Monday, May 19, 2008

Free Trade, Inequality and Poverty

With what appears to be rather unfavorable trade winds coming from the Americans, it would be useful to consider the impact of trade on American poverty (the impact of trade on poverty in developing countries not generally being in dispute). From Freakonomics:

When people talk about inequality, they tend to focus exclusively on the income part of the equation. According to all our measures, the gap in income between the rich and the poor has been growing. What Broda and Romalis quite convincingly demonstrate, however, is that the prices of goods that poor people tend to consume have fallen sharply relative to the prices of goods that rich people consume. Consequently, when you measure the true buying power of the rich and the poor, inequality grew only one-third as fast as economists previously thought it did — or maybe didn’t grow at all.
And that's thanks to free trade and globalization (New Yorker, h/t Economist):
The very people who suffer most from free trade are often, paradoxically, among its biggest beneficiaries. The reason for this is simple: free trade with poorer countries has a huge positive impact on the buying power of middle- and lower-income consumers—a much bigger impact than it does on the buying power of wealthier consumers. The less you make, the bigger the percentage of your spending that goes to manufactured goods—clothes, shoes, and the like—whose prices are often directly affected by free trade.

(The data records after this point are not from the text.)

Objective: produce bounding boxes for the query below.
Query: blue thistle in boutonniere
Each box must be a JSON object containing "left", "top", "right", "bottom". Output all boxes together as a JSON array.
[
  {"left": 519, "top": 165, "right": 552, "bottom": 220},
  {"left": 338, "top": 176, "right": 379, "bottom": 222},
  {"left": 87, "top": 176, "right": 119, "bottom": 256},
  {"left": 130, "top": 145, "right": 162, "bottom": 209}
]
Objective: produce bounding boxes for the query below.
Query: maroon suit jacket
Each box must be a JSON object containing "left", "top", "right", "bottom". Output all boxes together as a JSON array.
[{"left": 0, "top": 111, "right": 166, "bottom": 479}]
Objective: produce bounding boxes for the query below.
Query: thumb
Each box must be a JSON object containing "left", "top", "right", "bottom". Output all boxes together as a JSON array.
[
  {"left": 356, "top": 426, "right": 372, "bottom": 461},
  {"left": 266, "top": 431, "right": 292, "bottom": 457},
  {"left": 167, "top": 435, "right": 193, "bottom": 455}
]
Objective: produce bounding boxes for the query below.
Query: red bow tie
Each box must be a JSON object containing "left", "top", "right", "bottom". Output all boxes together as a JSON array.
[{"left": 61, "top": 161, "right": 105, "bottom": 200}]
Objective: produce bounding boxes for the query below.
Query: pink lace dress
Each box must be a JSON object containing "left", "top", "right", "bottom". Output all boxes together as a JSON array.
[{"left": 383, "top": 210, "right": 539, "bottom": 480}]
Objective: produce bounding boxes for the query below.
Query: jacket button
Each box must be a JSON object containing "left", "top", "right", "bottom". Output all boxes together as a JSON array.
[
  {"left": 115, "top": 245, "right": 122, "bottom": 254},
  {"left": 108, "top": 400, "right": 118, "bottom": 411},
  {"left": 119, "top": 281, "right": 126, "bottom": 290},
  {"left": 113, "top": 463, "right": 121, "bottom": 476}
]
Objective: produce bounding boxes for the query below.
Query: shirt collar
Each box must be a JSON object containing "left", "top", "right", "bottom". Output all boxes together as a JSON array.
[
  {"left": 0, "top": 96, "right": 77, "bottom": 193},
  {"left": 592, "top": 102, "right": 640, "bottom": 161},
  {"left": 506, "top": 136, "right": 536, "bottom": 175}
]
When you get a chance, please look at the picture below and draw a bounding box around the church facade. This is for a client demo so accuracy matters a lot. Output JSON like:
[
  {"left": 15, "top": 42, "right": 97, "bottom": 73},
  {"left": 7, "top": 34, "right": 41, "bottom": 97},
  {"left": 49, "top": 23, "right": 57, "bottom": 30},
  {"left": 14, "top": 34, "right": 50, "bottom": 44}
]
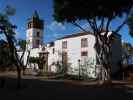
[{"left": 21, "top": 11, "right": 122, "bottom": 78}]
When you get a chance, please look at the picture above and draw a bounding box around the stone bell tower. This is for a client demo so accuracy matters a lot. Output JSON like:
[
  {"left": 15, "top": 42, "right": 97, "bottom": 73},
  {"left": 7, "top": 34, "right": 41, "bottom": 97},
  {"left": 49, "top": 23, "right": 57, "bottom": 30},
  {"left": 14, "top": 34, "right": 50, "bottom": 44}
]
[{"left": 26, "top": 10, "right": 44, "bottom": 49}]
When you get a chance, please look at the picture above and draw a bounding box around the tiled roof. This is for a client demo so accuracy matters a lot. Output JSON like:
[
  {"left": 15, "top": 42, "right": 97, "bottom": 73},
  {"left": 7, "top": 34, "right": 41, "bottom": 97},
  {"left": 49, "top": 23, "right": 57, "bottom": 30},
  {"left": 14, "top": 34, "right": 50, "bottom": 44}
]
[
  {"left": 57, "top": 30, "right": 121, "bottom": 40},
  {"left": 57, "top": 32, "right": 91, "bottom": 40}
]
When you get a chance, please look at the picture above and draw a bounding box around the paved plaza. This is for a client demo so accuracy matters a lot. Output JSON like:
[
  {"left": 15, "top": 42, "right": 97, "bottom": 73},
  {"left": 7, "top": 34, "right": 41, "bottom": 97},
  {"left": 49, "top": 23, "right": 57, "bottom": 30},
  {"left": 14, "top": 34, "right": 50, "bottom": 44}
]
[{"left": 0, "top": 73, "right": 133, "bottom": 100}]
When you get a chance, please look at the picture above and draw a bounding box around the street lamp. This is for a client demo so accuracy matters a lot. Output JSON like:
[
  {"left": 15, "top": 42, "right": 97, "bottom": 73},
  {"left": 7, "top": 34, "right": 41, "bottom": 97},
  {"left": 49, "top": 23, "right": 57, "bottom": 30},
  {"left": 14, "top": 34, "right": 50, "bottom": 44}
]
[{"left": 78, "top": 59, "right": 81, "bottom": 80}]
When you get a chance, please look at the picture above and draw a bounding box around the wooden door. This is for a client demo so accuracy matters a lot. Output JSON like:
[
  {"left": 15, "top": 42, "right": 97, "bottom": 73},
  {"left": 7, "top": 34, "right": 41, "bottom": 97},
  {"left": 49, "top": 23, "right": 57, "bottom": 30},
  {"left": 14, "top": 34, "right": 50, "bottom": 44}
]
[{"left": 62, "top": 52, "right": 68, "bottom": 72}]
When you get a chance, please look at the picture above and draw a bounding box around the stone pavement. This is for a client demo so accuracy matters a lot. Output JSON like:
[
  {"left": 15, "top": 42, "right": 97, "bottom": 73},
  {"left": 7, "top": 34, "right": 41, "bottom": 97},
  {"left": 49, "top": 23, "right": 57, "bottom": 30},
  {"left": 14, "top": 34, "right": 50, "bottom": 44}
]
[
  {"left": 0, "top": 76, "right": 133, "bottom": 100},
  {"left": 0, "top": 72, "right": 133, "bottom": 100},
  {"left": 1, "top": 71, "right": 133, "bottom": 86}
]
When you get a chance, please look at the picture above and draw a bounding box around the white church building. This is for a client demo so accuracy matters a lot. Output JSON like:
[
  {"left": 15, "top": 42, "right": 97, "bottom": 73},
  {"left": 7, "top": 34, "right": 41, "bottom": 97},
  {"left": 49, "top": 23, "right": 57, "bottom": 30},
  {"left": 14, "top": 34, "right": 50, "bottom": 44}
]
[{"left": 21, "top": 11, "right": 122, "bottom": 78}]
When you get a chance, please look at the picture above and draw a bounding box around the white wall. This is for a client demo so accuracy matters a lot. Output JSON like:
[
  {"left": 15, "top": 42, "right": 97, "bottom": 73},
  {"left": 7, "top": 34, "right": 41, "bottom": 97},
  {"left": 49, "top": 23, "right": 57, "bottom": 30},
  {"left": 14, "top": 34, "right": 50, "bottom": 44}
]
[
  {"left": 21, "top": 31, "right": 121, "bottom": 79},
  {"left": 47, "top": 34, "right": 97, "bottom": 78},
  {"left": 47, "top": 33, "right": 121, "bottom": 78},
  {"left": 22, "top": 48, "right": 42, "bottom": 69},
  {"left": 26, "top": 28, "right": 43, "bottom": 49}
]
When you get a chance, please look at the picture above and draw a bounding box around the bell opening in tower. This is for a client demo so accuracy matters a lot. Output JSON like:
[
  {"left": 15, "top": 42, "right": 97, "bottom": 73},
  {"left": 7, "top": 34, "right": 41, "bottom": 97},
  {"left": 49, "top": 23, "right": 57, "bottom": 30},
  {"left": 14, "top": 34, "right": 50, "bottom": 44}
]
[{"left": 26, "top": 10, "right": 44, "bottom": 49}]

The wealthier you are, the more you tend to spend on services—education, leisure, and so on—that are less subject to competition from abroad.

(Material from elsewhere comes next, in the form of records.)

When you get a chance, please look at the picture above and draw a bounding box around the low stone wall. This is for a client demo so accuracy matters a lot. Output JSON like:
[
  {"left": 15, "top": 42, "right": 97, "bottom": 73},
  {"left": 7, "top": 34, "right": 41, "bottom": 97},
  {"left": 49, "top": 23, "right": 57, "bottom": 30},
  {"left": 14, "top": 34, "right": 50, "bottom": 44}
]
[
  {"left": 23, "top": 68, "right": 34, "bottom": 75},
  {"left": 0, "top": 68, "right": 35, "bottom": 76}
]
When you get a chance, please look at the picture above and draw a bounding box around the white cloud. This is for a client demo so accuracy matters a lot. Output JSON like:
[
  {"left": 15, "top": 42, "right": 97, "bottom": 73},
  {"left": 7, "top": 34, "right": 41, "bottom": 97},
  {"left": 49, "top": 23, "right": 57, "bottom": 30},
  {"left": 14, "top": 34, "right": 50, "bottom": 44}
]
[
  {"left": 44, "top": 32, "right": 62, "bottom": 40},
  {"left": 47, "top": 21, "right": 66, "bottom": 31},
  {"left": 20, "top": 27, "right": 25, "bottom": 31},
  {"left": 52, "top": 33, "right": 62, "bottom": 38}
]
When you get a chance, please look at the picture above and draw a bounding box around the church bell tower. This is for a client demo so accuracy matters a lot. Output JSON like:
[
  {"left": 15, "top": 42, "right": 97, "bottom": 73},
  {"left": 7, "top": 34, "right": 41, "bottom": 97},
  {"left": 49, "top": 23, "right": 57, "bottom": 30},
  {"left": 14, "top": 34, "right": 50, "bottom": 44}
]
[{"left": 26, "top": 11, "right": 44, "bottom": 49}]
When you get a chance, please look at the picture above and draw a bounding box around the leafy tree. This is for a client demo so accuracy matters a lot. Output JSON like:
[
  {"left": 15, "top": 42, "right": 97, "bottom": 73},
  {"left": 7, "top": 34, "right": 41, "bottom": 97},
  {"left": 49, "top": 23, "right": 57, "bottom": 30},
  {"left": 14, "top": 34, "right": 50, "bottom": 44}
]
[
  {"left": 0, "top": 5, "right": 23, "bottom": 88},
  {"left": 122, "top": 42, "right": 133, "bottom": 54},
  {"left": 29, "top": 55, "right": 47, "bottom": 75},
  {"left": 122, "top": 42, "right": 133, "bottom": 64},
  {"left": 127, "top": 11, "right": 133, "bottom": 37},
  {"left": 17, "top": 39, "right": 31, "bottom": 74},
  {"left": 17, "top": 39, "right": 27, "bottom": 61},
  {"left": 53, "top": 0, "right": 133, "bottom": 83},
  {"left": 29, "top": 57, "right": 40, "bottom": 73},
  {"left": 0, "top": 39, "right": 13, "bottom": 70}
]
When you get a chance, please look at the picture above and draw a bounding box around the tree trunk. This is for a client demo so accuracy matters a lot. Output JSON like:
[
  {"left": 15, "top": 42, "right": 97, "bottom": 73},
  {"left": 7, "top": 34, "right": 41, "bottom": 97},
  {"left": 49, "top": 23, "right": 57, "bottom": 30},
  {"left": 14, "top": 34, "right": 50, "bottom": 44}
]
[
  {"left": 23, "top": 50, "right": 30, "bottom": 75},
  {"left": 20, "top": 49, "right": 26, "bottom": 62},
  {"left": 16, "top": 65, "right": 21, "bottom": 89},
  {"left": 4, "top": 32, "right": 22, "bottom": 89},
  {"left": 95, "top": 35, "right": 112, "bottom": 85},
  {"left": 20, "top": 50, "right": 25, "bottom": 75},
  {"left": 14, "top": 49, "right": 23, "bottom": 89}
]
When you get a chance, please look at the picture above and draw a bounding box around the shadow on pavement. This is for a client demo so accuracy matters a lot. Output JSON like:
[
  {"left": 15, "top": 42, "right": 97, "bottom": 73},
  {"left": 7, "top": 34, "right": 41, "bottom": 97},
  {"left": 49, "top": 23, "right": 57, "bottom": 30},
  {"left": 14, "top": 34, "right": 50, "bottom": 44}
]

Of course the key reasons that the Economist suggests for the fears over trade don't much have to do with liberalization at all: "One source of trade-related angst is that America's educational system has done a poor job shifting workers toward industries that have done best at capturing the gains from liberalisation." Unfortunately, as the Wall Street Journal suggests, this time may be different if Obama becomes President. Unlike previous Democrats he may not be able to rely on an ability to say one thing and do another - in this case, promote free trade to the benefit of the poor both abroad and at home.